Ive been testing redhat 9 (loads of rhel8 systems that are not showing this issue) and it seems that every time the PBS server is rebooted the next job that gets submitted gets a job number rounded up to next 1000 starting point.
0,1,2,…502, (reboot) 1000,1001…1300 (reboot) 2000,2001…

the most bizarre database corruption I ever saw if this is accidental…

has anyone else seen oddness on redhat 9? (9.5)

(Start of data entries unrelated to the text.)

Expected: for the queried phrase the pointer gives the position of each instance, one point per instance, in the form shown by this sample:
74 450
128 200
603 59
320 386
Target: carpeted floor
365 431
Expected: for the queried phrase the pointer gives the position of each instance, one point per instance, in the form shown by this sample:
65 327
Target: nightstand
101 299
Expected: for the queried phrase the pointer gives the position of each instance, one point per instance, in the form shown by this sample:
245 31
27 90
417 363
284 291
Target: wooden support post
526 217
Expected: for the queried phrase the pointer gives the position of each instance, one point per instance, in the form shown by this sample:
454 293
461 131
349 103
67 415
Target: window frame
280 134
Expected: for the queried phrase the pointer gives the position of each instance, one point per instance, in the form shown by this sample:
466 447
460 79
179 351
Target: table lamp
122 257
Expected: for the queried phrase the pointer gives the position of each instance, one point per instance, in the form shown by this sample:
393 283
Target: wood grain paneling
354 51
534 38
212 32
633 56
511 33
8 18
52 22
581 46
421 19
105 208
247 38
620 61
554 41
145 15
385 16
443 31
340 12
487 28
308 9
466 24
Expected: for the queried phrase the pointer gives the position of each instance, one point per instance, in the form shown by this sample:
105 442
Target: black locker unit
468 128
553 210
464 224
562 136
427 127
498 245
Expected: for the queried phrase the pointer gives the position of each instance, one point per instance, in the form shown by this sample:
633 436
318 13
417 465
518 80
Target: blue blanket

not that its really a problem nor can I just not go in and fix up the sv_jobidnumber whenever the PBS server is booting now that I know there is strangeness.
its just odd.

thanks
s

If there is a abrupt shutdown of the pbs server/datastore , the job id count is incremented by X to avoid job corruption. You might have already checked all these, please check whether there is core dump or space issue or anything related to quota or /var/log/messages or postgres tunables might help. I have not encourntered this issue with your workflow, but only with the wrong failover configuration,

I looked at the code (get_next_svr_sequence_id in src/server/req_quejob.c). My guess is that the rounding is an unintended effect of database refactoring done by commit ce0cb14d0 to support a site-settable max jobid.

1 Like

so I need to set a max jobid (which I dont do Im thinking) or is this due to the previously suggested bad shutdown and when it comes back it just happens to round up a lot instead of to the next unused jobid?

thanks
s

couldnt find any core dumps from previous shutdowns nor any space issues but I was going to try to more gracefully shut down PBS before the server is rebooted. just havent yet.

thanks
s

if I shut down PBS as a service before rebooting the rounding up the next jobid looks fine again. so I will make sure I do that going forward.
maybe rhel9 isnt thinking about shutting down PBS automagically when going down like rhel8 does.

also Im assuming the
set server max_job_sequence_id = 9999999
is the default max job id as I dont see setting that in any of our build process.

thanks
s

1 Like

Thank you for the above information.

Max possible sequence ID is 12 digits: 999, 999,999,999; cluster administrators can limit the ID by setting the server level attribute 'max_job_sequence_id’.

Please note it is reset back to 0 once the max_job_sequence_id is reached.